Peter Steinberger and the OpenAI Deal
February 2026 opened with a major announcement: Peter Steinberger — founder of PSPDFKit and the architect behind Clawdbot — officially announced a strategic partnership with OpenAI to establish the OpenClaw Foundation. This wasn't just a new company. It was a manifesto: autonomous AI agents need an open, governed ecosystem not controlled by any single Big Tech player.

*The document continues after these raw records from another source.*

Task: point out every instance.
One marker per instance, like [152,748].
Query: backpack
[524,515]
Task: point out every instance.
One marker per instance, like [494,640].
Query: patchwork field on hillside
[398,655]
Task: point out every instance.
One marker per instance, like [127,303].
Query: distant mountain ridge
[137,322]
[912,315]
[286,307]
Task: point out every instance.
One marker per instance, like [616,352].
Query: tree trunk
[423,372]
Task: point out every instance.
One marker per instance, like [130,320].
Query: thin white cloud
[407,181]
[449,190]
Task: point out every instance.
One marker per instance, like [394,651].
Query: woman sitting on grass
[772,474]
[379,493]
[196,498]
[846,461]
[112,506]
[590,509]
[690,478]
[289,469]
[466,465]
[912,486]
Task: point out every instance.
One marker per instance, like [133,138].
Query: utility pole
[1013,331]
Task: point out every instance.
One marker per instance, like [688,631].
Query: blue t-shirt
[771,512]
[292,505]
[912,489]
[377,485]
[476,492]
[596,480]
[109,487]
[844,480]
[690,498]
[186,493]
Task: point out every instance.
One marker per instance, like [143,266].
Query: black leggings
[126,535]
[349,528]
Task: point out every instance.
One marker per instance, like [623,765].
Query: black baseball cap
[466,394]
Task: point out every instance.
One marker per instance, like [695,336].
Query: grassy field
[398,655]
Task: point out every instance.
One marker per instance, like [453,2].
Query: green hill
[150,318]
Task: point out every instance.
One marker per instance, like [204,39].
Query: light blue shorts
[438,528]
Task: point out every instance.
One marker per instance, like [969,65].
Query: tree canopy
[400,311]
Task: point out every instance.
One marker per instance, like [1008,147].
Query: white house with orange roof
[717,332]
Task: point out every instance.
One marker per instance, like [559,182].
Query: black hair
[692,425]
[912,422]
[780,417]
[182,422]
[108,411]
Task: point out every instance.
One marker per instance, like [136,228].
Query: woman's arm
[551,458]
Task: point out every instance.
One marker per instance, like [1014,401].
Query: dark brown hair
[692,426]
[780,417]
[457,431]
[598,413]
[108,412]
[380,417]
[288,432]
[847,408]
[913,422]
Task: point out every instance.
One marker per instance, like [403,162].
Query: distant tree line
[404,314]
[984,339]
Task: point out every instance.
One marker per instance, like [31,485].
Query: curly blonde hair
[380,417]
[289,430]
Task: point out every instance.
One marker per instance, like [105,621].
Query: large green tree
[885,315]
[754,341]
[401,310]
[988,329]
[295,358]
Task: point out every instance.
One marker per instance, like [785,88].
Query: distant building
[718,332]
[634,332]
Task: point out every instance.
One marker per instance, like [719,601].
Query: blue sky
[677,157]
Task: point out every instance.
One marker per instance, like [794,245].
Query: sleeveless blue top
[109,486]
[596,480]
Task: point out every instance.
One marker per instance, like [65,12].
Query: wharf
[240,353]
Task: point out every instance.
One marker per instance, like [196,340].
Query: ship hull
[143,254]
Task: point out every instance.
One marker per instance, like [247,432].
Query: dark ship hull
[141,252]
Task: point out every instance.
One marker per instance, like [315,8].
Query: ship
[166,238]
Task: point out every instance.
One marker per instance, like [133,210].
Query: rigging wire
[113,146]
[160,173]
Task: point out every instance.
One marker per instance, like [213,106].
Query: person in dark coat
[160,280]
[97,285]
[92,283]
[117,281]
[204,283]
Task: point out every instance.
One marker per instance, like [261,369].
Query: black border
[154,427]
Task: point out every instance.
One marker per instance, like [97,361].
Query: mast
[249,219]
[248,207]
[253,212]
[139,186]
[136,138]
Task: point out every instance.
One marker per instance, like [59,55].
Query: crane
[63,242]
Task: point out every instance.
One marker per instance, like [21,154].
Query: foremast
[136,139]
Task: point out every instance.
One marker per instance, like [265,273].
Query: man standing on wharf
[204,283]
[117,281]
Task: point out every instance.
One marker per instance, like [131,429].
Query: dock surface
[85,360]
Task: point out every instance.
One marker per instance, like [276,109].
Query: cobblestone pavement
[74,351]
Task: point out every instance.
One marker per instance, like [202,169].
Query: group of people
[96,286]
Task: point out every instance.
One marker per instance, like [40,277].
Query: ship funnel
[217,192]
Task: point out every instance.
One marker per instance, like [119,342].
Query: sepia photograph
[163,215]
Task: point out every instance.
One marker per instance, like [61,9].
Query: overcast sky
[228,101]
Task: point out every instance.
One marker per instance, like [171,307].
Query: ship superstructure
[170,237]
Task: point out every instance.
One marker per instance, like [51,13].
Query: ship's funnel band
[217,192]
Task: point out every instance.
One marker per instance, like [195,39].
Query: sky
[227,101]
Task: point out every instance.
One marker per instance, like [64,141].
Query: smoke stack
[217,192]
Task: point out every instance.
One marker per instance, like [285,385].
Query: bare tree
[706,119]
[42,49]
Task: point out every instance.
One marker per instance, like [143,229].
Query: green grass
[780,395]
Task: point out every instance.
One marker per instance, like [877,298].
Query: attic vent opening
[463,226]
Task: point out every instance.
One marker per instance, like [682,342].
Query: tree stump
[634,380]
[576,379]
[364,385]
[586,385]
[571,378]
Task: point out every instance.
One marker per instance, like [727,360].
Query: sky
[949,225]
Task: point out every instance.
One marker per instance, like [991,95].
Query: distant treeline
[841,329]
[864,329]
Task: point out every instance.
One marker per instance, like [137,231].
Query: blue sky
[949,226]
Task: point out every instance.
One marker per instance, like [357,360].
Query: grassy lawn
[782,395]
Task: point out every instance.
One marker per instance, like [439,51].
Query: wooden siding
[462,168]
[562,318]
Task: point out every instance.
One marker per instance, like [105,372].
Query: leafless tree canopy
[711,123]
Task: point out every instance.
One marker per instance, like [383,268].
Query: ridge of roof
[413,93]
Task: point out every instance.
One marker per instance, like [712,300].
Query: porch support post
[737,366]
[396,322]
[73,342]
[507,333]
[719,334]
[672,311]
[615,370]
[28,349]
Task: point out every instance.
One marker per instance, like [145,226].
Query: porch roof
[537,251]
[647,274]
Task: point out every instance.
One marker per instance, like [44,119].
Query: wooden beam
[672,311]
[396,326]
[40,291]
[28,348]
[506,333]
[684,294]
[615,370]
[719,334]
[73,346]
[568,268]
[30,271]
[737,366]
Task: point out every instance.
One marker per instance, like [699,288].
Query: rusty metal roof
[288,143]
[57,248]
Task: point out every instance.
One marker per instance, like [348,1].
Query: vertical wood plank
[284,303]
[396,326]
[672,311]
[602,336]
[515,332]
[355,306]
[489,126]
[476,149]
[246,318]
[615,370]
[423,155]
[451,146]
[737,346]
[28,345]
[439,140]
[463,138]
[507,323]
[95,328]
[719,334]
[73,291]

The OpenClaw Foundation positions itself as a non-profit organization managing standards for agent-to-agent communication, skill marketplaces, and security protocols. OpenAI serves as the technical sponsor — contributing its latest models and safety infrastructure. On paper, an ideal alliance between the open-source community and the world's most advanced AI capabilities.
The excitement didn't last long.
Brand Scars: Clawdbot → Moltbot → OpenClaw
Before reaching its current name, the project went through two forced rebrands — each carrying an expensive lesson.
Clawdbot was the original name, born from the indie developer community. As the startup began to scale, lawyers appeared: trademark conflict with a German SaaS company that had registered "Claw" in the software sector. Result: emergency rebrand, lost momentum, and community confusion.
Moltbot — the second name — sounded fine but inadvertently caused confusion in the Japanese community, as the phonetics resembled a colloquial Japanese expression. A minor PR crisis, but enough to damage user adoption in the Asian market.
OpenClaw was finally selected after the team hired IP law firms in 12 countries for clearance. The core lesson: for open-source projects with global ambitions, trademark research from day one isn't a cost — it's insurance.
ClawHavoc: When RCE Meets Supply Chain Attack
In January 2026, security research firm Trail of Bits discovered a critical vulnerability named ClawHavoc in the OpenClaw runtime. This was a Remote Code Execution (RCE) vulnerability — the most dangerous category in software security: attackers can execute arbitrary code on victim machines without direct interaction.
The attack vector: ClawHub — OpenClaw's official Skills marketplace. The mechanism:
Attacker → Upload malicious skill → ClawHub
User → Install skill → OpenClaw runtime executes payload
RCE achieved → Full system access
Worse: Skills on ClawHub required no code signing. Several malicious skills were installed more than 4,000 times before detection. Payloads primarily targeted credential harvesting (stealing API keys and auth tokens) and silent cryptomining.
OpenClaw Foundation responded quickly — a patch shipped within 72 hours — but damage control wasn't simple. This was a wake-up call for the entire AI agent ecosystem: .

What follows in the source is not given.